Wednesday, 13 January 2016

The Revenant

Winner of the Golden Globe Awards for Best Picture (Drama), Best Director and Best Actor (Drama), The Revenant is destined for multiple Oscar nominations (and some guaranteed wins) as well. Does it deserve all this acclaim?

Well, as a work of pure cinematic spectacle, it probably is the best film of the year (though Mad Max: Fury Road might want to make an argument; The Force Awakens needn’t bother). It is gorgeously filmed (I do love all those mountains and all that endless snow), has a great score, is clearly the work of a master director (Alejandro Gonzalez Iñárritu) and is primarily a raw, gut-wrenching epic survival (not revenge) tale (reminding me of Dances With Wolves). Add to that, you have magnificent performances from the key actors (Leonardo DiCaprio and Tom Hardy, with support from Domhnall Gleeson). So what’s not to love, you say?

I’m glad you asked. The big problem with The Revenant is its story. Based (yet again) on true events, The Revenant is set in 1823 Montana and South Dakota and tells the story of Hugh Glass (DiCaprio), a fur trapper working with a quasi-military hunting party who gets mauled by a grizzly bear and is basically left for dead. There’s much more to it, but I don’t want to have any spoilers here (depending on your definition, you may not want to trust me on this).

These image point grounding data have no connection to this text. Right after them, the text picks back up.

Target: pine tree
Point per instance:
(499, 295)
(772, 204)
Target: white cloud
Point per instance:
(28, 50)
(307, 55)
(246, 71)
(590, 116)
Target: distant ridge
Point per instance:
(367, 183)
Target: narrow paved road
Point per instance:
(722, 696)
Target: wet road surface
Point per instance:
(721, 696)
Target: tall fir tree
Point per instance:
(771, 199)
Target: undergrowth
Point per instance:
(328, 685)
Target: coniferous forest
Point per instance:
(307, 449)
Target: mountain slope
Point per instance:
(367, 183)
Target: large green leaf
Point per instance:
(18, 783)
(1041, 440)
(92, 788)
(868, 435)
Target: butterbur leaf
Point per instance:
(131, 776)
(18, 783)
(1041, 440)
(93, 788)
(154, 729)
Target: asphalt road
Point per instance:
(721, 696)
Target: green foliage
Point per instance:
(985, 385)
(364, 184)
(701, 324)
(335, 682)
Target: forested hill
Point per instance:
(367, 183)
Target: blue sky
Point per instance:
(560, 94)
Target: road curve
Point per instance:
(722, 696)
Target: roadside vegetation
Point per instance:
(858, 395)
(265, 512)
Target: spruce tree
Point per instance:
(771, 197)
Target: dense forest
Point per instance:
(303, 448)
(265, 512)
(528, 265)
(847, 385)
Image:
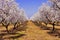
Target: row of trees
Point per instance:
(48, 13)
(10, 13)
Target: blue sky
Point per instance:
(30, 6)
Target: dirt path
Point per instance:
(35, 33)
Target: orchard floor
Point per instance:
(34, 32)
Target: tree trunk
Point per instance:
(15, 25)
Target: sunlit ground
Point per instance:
(33, 32)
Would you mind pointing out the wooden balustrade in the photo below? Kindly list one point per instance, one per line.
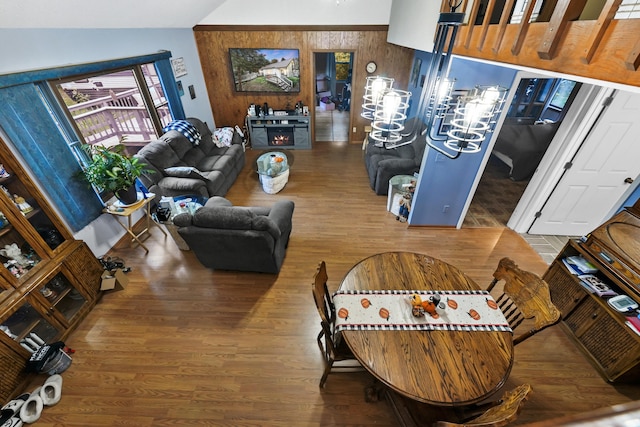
(555, 39)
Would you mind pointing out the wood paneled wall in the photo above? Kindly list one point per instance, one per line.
(368, 43)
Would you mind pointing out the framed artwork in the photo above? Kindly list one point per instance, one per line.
(265, 70)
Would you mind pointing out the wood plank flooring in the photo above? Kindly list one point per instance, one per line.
(183, 345)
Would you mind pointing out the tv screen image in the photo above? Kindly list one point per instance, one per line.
(265, 70)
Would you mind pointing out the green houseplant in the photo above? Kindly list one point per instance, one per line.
(111, 170)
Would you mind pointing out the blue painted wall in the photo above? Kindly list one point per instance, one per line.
(444, 184)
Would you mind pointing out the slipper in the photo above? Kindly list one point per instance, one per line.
(15, 405)
(12, 422)
(51, 390)
(32, 408)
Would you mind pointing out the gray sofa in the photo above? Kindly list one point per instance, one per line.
(227, 237)
(383, 164)
(178, 167)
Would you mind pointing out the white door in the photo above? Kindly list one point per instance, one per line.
(600, 174)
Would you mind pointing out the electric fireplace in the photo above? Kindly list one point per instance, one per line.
(280, 136)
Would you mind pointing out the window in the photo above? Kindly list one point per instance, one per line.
(343, 65)
(124, 106)
(45, 135)
(562, 94)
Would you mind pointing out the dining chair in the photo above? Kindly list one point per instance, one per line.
(333, 348)
(524, 296)
(504, 411)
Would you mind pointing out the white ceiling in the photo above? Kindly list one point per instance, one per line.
(104, 13)
(112, 14)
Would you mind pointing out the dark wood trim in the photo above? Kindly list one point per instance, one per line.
(522, 29)
(502, 26)
(633, 59)
(606, 16)
(565, 11)
(291, 28)
(486, 22)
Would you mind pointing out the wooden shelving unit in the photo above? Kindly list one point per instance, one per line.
(599, 330)
(49, 280)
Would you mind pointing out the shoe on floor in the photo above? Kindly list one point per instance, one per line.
(51, 390)
(14, 405)
(12, 422)
(32, 408)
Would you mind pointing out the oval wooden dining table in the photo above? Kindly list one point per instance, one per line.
(437, 367)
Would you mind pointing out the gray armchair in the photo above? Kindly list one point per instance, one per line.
(383, 164)
(227, 237)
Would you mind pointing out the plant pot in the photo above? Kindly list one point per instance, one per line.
(128, 196)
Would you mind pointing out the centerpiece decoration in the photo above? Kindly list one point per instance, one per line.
(275, 165)
(111, 170)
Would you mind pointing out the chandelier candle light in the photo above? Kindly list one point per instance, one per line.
(450, 129)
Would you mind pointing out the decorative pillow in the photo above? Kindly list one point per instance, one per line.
(184, 172)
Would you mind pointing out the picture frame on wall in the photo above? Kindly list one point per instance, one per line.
(265, 70)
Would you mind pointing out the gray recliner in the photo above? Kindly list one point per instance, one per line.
(227, 237)
(383, 164)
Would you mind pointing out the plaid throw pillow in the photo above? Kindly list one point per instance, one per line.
(186, 128)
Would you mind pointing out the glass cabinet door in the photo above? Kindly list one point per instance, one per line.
(28, 327)
(26, 231)
(62, 297)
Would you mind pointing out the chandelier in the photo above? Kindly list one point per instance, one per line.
(452, 125)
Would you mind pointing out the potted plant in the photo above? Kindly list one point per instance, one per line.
(110, 169)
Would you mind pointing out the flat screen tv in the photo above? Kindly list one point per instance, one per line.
(265, 70)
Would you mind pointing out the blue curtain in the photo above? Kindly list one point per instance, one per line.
(27, 121)
(33, 133)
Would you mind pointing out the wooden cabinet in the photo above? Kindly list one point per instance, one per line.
(48, 280)
(599, 330)
(280, 131)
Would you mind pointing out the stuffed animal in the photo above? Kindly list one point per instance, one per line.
(13, 252)
(429, 306)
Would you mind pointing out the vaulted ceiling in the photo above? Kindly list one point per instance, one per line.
(104, 13)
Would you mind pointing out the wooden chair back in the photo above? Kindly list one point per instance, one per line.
(333, 349)
(321, 296)
(524, 296)
(504, 412)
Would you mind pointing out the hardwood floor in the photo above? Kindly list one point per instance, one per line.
(331, 126)
(183, 345)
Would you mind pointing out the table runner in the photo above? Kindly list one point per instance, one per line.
(392, 310)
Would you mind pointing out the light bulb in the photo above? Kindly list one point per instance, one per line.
(390, 104)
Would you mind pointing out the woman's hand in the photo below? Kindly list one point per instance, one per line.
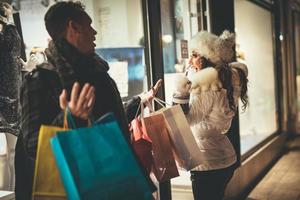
(80, 105)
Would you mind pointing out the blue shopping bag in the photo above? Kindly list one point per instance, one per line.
(97, 163)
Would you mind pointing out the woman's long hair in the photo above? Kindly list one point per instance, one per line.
(225, 76)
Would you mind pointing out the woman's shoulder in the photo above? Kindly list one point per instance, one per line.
(206, 80)
(238, 68)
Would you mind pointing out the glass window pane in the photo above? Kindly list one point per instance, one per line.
(179, 24)
(119, 39)
(255, 48)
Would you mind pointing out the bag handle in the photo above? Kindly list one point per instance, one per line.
(69, 120)
(161, 102)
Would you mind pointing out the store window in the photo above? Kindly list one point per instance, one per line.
(181, 20)
(255, 48)
(119, 40)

Glass, of course, somehow manages to survive (spoiler?) and then, near the end of the film, you have the nasty revenge part of the story (spoiler?). That nasty revenge is certainly distasteful to me, and a sufficient reason not to like The Revenant, but it's not the heart of the problem. That heart is found in the way the subject (victim?) of that revenge is portrayed.

The subject of that revenge is a fellow trapper by the name of John Fitzgerald (Hardy), the film’s baddie who is painted worse and worse as the film progresses, so that viewers will feel a visceral vicarious pleasure at the villain’s vicious and inevitable demise (come on, that's no spoiler). When you combine that problem with a bleak tale that fails to explore or challenge the endless male-focused violence that occurs throughout, you do not, in my opinion, have a film worthy of Best Picture. I can’t even think seriously of giving it ***+, though much of The Revenant is worth it. So a solid *** it is. My mug is up, but don’t drink unless you have a strong stomach.

NOTE: I was reminded that, given DiCaprio's acceptance-speech remarks about the Indigenous peoples in The Revenant, I should make some comment about this. Yes, in spite of the fact that Indigenous people were shown to be as violent (or more so) as the white people, there was certainly an attempt to be respectful to Indigenous peoples, even to the extent that the leader of the tribe that was constantly fighting the white hunters gave a short speech in which he correctly blamed the white people for stealing their land, their animals and their way of life.

Trivia: I found it fascinating that in this second big Tom Hardy film of the year (Mad Max being the first), it is the other major character (played by DiCaprio) having flashbacks of his family suffering an attack.

1 comment:

  1. I have already been on the fence about this simply because I have little interest in "survival stories" (only slightly better than sports movies which are not high on my list). I've actually whined to friends because the acclaim for the movie might make me feel pressured to watch a survival movie that I'm not interested in. However, now that you also add it to the "revenge movie" genre, you have helped add it to one of the least interesting genres there is. Best picture or no, I think I will now give it a pass.